Company spokesman Eric Rabe confirmed the breach, adding that "law enforcement will investigate the illegal taking of proprietary company property."

Rabe acknowledged that the company was recommending that clients suspend use of the snooping programs until Hacking Team determines whether specific law enforcement operations have been exposed.

"We would expect this to be a relatively short suspension of service," Rabe told Reuters.

Hacking Team customers include the U.S. FBI, according to internal documents published Monday. That agency did not immediately respond to a request for comment.

One U.S. privacy rights activist hailed the publication of the stolen Hacking Team documents as the "best transparency report ever", while another digital activist compared the disclosures to a Christmas gift in July for anti-surveillance campaigners.

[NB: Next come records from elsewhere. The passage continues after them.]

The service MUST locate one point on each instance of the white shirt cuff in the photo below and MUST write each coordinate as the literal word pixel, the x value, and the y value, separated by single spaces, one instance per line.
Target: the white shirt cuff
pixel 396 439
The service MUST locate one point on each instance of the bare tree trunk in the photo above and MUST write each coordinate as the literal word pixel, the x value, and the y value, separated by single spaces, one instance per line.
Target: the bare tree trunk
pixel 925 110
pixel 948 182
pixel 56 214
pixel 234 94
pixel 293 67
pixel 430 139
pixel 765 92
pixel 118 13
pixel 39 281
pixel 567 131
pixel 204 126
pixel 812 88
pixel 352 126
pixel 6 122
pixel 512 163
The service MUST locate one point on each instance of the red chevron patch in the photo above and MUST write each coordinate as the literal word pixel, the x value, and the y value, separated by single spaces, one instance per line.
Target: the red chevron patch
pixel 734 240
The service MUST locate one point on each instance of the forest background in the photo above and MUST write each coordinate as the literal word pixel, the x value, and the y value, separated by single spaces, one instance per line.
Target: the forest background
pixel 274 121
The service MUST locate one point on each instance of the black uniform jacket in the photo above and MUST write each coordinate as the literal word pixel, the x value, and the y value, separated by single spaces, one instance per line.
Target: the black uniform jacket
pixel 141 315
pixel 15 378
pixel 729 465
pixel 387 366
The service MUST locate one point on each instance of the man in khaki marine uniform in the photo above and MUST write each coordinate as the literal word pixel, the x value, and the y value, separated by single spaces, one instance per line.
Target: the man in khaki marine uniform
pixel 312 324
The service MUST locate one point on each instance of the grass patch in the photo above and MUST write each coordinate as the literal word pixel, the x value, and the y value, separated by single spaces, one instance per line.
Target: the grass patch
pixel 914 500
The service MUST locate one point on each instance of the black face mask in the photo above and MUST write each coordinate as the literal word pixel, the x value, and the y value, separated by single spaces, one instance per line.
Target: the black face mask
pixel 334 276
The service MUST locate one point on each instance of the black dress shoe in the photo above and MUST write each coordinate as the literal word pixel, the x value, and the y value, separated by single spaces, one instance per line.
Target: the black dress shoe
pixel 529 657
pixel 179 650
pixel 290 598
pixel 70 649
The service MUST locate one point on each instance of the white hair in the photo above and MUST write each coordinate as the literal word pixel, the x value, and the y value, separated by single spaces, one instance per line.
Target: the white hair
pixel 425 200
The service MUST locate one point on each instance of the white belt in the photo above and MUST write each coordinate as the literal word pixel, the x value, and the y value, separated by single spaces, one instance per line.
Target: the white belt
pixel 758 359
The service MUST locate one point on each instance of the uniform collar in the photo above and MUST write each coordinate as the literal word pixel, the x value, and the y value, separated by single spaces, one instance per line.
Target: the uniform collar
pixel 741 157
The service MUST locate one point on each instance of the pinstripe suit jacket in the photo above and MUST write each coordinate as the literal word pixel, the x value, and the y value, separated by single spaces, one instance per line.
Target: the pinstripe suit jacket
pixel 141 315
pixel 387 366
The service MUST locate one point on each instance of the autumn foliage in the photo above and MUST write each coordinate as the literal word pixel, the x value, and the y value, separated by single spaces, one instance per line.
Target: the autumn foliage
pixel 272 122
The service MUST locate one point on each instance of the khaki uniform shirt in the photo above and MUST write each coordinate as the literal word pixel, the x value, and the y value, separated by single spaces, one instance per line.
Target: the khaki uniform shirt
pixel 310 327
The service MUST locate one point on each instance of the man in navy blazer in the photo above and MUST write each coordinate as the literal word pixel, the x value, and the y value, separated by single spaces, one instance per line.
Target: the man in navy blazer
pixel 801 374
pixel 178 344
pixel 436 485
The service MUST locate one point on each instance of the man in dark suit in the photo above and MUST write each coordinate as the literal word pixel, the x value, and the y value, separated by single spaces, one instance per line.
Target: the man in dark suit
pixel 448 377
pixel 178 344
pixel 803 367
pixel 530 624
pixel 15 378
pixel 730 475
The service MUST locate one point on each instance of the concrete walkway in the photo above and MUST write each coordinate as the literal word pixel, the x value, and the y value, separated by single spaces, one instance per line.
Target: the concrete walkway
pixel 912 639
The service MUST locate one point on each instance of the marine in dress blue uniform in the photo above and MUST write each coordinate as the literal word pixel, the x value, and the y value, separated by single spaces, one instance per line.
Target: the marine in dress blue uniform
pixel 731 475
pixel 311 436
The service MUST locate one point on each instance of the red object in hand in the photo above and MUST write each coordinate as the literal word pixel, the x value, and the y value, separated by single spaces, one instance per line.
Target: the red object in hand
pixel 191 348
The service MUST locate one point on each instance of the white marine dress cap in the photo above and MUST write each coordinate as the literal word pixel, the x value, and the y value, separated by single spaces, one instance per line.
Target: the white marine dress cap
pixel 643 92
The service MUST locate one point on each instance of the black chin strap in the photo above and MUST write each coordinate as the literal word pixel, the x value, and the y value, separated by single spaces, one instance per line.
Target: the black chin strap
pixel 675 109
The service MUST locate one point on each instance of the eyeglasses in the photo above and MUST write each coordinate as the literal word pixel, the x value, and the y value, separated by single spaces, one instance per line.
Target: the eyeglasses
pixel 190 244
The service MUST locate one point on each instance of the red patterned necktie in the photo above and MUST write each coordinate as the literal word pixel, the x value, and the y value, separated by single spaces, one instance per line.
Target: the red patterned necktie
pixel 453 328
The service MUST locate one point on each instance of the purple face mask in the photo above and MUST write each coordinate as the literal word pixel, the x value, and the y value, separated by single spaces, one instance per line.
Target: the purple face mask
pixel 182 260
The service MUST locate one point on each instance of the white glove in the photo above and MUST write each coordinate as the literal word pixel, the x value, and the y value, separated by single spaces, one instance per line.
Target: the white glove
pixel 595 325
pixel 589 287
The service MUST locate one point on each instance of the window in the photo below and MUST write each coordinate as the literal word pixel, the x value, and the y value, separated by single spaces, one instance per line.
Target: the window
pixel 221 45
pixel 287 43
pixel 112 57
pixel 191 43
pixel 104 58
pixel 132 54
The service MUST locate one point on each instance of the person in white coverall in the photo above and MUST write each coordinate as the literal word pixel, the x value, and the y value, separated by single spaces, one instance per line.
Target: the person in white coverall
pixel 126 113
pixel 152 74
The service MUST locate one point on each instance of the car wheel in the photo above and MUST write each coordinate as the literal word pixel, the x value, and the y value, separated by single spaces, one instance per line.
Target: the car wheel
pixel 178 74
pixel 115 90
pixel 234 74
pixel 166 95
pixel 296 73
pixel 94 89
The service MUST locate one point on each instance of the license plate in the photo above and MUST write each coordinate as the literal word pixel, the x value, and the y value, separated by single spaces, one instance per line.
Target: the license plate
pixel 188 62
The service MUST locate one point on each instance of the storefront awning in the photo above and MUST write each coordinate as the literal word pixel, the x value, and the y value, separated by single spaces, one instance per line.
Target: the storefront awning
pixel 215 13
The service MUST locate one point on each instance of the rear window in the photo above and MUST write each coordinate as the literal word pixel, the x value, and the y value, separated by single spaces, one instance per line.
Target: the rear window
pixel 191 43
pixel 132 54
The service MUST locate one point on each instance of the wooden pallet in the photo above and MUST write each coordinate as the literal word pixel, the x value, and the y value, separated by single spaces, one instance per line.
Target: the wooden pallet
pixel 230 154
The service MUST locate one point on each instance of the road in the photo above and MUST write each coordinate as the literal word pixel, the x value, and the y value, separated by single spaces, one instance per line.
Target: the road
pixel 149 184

Among the documents published was a spreadsheet that purports to show the company's active and inactive clients at the end of 2014.

Those listed included police agencies in several European countries, the U.S. Drug Enforcement Administration and police and state security organisations in countries with records of human rights abuses such as Egypt, Ethiopia, Kazakhstan, Morocco, Nigeria, Saudi Arabia and Sudan.

Sudan's National Intelligence Security Service was one of two customers in the client list given the special designation of "not officially supported".

However, a second document, an invoice for 480,000 euros to the same security service, calls into question repeated denials by the Hacking Team that it has ever done business with Sudan, which is subject to heavy trade restrictions.

Hacking Team did not dispute the veracity of any of the documents, though it said some reports that claimed to be based on them contained misstatements.

It said it would not identify any customers because of still-binding confidentiality agreements.

The 12-year-old Hacking Team was named one of five private-sector "Corporate Enemies of the Internet" in a 2012 report by Reporters Without Borders.

Citizen Lab, a digital rights research group affiliated with the University of Toronto, has published numerous reports linking Hacking Team software to repression of minority and dissident groups, as well as journalists in a number of countries in Africa and the Middle East.